Амори встретил Купер у склепа, в который должны были поместить гроб Джорджа. На Амори была надета шинель, светлые волосы трепались на ветру. Его сопровождал Эрнест Хемингуэй, писатель, с которым тот, по всей видимости, подружился. Оба были пьяны.
— Черт возьми, Купер, ты же не всерьез решила со мной развестись? — сказал Амори вместо приветствия.
— Отчего же, — храбро заявила она, будто это не ее ночью терзали кошмары. — Я вполне серьезна. Документы я пришлю. Тебе останется только их подписать.
Он рыгнул.
— И ты намерена остаться здесь? — Он обвел взглядом фантастическое сборище. — Вот с этими безумцами?
Она почувствовала, как в груди снова открылась и стала кровоточить рана.
— Да. Я решила сбежать с бродячим цирком.
— Но кто, черт подери, все эти люди? — поинтересовался Хемингуэй, не выпуская из лязгающих от холода зубов сигареты.

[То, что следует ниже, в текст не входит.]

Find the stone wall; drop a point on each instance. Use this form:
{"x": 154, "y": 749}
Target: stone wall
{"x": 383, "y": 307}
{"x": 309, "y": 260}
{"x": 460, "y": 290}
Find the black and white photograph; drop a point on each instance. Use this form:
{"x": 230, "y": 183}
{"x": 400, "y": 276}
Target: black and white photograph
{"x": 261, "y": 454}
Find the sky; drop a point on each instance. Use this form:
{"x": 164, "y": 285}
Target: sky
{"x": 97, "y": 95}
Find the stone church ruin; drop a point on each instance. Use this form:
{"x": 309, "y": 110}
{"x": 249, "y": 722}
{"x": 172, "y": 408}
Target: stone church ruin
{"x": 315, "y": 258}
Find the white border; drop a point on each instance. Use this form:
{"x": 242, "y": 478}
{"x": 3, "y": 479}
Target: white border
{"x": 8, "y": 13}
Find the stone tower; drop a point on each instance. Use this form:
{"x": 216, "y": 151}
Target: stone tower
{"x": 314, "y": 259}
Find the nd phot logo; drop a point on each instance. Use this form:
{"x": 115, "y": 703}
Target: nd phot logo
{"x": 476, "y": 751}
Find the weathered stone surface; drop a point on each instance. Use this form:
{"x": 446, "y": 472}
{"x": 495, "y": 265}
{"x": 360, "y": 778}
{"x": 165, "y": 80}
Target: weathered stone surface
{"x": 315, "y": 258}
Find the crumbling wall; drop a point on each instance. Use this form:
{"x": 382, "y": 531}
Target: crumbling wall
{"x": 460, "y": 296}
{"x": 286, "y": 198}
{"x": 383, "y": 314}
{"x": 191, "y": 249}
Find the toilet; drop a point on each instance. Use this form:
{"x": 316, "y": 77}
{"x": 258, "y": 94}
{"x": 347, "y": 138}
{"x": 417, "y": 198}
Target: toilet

Рукава его форменной рубашки защитного цвета тем не менее были закатаны по локоть.
— Друзья месье Диора. Они настояли на том, чтобы прийти.
Хемингуэй отхлебнул из фляжки и передал ее Амори.
— В Париже никто не желает оставаться зрителем. Каждый сам себе актер, — изрек он.
— Не много же времени у тебя ушло, чтобы влиться в это безумное общество, — заметил Амори. — Все эксцентричные сумасброды Парижа собрались здесь. Ты так себе представляешь приличные похороны?
— Учитывая, что Джордж допился до смерти, — резко парировала она, — общество самое что ни на есть подходящее.
Амори отвернулся к склепу, который готовили для погребения двое пожилых каменщиков, вооруженных мастерками и молотками. Сырой тоннель зиял чернотой во вскрытой стене. Каменщики соскребали с нее мох и грязь.
— Склеп принадлежит семейству протестантов, которые согласились, чтобы Джорджа похоронили бок о бок с их родными и близкими. Но нас ожидают проблемы, — заплетающимся языком пробормотал Амори.
— Какие?
— Увидишь, — мрачно пообещал он.
Его мрачность была вызвана не столько скорбью, сколько обидой на нее из-за развода. Похоже, он все еще думал, что она притворяется и в последнюю минуту отменит свое решение.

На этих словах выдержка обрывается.